Und siehe da, ein neuer Terminus wurde von den Türkisen eingeführt: Mit allen Parteien werden "Annäherungsgespräche" geführt. Das klingt freundlicher als Sondierungen "ändert in der Substanz aber nichts", ist Bachmayer überzeugt.

Altes Drehbuch

Kurz hat es eilig, er traf bereits Neos-Chef Matthias Strolz zu einem Annäherungsgespräch. Heute, Sonntag, ist Noch-Kanzler Christian Kern an der Reihe. Annäherung wird das wohl keine mehr.
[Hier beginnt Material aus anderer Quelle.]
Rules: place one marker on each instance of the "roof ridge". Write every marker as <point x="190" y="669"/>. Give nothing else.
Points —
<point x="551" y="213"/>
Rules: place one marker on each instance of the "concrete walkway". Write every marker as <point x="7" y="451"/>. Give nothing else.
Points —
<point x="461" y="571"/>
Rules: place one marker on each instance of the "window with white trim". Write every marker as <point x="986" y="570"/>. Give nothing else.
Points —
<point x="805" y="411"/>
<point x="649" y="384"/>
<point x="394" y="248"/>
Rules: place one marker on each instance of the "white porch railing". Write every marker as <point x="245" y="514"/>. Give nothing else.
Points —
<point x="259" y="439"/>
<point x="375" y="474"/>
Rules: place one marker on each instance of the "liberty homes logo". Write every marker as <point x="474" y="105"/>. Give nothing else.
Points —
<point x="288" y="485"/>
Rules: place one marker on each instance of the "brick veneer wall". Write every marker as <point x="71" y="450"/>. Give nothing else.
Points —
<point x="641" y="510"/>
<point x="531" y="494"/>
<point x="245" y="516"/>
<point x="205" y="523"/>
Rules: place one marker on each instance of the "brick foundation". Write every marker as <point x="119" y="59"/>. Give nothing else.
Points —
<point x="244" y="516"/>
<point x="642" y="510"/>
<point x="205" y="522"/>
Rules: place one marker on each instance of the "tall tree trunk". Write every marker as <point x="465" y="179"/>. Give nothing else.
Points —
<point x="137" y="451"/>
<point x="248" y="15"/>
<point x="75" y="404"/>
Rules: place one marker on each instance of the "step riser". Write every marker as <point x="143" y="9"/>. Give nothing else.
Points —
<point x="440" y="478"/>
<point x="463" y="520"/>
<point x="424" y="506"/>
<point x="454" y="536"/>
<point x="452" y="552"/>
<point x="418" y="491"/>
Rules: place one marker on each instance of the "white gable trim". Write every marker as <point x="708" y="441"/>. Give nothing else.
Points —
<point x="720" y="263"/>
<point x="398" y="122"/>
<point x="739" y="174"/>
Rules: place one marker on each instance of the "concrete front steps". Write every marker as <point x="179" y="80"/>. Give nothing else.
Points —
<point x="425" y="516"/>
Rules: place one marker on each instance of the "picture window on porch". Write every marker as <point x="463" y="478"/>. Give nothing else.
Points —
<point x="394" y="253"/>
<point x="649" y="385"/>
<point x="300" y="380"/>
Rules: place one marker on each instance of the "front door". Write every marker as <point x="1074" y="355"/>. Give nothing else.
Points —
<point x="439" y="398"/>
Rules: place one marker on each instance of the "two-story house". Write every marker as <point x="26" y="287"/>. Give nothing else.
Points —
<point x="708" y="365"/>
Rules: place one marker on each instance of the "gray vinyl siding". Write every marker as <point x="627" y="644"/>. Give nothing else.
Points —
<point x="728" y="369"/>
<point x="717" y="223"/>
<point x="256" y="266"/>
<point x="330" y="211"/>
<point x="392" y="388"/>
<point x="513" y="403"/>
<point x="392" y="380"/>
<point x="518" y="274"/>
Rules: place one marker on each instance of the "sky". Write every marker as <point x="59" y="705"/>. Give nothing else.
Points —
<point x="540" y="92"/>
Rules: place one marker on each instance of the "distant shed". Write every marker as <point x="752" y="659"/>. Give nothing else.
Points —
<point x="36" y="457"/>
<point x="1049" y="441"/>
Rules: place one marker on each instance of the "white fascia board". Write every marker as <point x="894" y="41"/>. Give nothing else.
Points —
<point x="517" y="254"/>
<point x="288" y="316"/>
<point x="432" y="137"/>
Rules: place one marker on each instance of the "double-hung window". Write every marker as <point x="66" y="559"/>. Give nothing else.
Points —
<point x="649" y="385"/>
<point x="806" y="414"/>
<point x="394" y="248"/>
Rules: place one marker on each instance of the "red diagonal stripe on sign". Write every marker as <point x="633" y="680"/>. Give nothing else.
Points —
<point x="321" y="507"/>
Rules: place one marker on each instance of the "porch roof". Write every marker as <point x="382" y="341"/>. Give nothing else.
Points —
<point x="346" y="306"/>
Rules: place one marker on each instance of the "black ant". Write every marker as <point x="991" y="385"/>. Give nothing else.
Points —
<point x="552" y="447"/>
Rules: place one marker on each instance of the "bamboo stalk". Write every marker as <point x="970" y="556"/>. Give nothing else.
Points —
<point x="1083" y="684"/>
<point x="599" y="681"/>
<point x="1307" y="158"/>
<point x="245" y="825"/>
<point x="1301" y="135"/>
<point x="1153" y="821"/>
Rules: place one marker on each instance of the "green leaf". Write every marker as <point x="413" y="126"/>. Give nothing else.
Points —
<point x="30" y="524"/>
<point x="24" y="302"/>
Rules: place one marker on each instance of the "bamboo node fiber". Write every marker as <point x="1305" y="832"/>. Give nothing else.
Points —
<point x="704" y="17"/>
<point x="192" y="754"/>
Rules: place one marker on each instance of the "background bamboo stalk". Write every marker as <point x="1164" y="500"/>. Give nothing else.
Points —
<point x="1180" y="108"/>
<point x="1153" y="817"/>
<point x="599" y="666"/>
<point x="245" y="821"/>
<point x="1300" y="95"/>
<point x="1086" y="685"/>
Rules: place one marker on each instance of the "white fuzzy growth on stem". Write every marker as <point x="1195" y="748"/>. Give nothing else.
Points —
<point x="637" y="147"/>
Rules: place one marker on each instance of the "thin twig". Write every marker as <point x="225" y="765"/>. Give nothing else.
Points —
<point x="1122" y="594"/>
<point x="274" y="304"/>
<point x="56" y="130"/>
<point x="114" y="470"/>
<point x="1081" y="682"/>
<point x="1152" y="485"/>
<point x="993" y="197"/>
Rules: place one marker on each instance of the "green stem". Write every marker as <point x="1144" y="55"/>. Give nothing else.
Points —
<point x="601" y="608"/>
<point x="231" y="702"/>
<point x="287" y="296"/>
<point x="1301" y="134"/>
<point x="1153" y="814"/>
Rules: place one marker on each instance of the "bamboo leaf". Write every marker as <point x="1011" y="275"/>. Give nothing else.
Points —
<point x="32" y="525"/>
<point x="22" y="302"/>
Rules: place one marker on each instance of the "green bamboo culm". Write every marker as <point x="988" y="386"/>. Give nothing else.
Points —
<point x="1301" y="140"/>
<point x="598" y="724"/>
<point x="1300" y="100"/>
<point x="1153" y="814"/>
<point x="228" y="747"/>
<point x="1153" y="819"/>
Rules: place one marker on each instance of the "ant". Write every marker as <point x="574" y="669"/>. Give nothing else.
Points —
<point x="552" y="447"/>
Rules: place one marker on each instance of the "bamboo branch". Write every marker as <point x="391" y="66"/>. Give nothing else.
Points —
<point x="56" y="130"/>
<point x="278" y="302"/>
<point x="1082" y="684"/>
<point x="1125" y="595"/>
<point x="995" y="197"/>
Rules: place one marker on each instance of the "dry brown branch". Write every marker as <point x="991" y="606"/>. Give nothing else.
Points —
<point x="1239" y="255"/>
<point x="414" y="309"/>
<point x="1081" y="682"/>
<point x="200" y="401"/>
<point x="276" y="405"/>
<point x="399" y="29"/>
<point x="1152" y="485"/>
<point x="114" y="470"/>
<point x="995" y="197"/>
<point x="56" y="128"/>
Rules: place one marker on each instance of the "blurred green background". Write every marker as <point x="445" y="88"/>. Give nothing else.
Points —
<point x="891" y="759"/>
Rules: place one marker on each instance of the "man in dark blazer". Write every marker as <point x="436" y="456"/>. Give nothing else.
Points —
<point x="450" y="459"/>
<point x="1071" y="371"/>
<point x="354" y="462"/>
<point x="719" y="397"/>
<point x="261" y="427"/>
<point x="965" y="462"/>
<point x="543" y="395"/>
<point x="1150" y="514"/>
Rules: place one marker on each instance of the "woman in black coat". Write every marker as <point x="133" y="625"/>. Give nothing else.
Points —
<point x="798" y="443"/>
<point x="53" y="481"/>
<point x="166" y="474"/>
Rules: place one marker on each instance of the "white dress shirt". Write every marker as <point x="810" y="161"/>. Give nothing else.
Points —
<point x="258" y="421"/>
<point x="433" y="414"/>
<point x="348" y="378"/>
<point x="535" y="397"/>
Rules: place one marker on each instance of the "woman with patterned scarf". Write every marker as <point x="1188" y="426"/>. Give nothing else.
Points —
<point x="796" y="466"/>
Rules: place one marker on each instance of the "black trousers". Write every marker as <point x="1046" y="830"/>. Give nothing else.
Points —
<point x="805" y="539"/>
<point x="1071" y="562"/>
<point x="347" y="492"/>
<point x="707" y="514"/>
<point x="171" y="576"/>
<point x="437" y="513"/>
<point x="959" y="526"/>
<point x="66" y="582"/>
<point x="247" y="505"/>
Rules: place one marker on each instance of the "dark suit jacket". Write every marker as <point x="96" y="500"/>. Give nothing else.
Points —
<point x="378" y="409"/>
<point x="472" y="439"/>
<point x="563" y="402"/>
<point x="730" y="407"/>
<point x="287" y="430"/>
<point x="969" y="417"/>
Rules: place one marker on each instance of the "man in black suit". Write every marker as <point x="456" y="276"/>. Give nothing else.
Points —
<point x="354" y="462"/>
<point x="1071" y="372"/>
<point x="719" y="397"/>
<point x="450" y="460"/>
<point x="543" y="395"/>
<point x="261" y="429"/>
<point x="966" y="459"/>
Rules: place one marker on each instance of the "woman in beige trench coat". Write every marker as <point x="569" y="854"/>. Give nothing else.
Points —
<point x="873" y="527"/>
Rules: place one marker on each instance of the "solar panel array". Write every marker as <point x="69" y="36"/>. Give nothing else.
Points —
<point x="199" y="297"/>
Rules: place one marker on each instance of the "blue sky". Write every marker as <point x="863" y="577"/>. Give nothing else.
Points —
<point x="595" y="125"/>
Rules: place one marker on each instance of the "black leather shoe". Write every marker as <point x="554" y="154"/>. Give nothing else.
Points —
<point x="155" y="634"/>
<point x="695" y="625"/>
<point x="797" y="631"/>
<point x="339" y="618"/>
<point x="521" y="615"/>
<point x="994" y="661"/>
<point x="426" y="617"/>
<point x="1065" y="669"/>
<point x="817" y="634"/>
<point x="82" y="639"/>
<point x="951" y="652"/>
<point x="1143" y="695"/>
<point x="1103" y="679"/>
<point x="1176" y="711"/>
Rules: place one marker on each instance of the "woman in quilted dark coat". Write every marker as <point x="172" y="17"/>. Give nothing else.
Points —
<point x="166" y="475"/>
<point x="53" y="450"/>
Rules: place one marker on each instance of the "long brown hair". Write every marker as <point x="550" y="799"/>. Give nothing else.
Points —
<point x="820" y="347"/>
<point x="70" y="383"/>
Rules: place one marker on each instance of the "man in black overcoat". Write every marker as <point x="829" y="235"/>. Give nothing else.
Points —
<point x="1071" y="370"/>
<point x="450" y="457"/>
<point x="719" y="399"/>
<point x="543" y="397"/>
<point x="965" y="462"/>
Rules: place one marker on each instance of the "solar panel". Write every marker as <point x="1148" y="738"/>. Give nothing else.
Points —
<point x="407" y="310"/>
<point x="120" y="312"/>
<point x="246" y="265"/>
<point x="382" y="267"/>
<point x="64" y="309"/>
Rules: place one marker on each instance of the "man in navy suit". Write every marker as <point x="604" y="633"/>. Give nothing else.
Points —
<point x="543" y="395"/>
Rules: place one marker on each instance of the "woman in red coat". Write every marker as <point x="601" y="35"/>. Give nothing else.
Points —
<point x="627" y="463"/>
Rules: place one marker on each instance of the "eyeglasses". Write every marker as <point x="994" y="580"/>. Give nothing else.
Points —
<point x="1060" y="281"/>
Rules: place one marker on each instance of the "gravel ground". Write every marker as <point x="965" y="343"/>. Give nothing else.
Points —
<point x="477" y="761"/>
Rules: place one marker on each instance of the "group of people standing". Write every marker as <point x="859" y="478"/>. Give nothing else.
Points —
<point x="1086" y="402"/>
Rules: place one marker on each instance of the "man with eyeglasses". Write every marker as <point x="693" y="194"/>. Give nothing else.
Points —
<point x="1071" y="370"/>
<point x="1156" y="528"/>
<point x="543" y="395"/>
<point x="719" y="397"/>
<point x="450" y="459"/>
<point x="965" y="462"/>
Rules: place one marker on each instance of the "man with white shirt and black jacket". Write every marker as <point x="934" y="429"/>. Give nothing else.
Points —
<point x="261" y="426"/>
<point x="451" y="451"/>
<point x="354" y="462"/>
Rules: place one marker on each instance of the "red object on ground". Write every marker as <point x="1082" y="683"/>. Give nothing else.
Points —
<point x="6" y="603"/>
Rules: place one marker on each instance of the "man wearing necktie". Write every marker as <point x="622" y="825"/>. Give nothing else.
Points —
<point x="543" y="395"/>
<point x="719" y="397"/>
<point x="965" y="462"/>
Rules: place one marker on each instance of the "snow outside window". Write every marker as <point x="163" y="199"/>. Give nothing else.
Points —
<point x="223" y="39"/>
Damit hält sich der ÖVP-Chef bisher aber an das bekannte Drehbuch: Ein Tête-à-Tête in privater Atmosphäre hat er mit seinem möglichen Vize, FPÖ-Chef Heinz-Christian Strache, schon absolviert. Vielleicht wurde da schon heimlich unter "Vier-Augen" die Agenda des Regierens erstellt, samt Personal und Ministerliste. Ganz kann sich Kurz altbewährten Mustern nicht entziehen. Sie geben auch dem jungen Parteichef einen bestimmten Rahmen für sein Verhalten, erstarrt in den Gesten und Ritualen der Politik. Aber: Die Annäherungsgespräche haben ja erst begonnen, Kurz hat noch Zeit "neuen Stil" zu zeigen und Rituale zu opfern.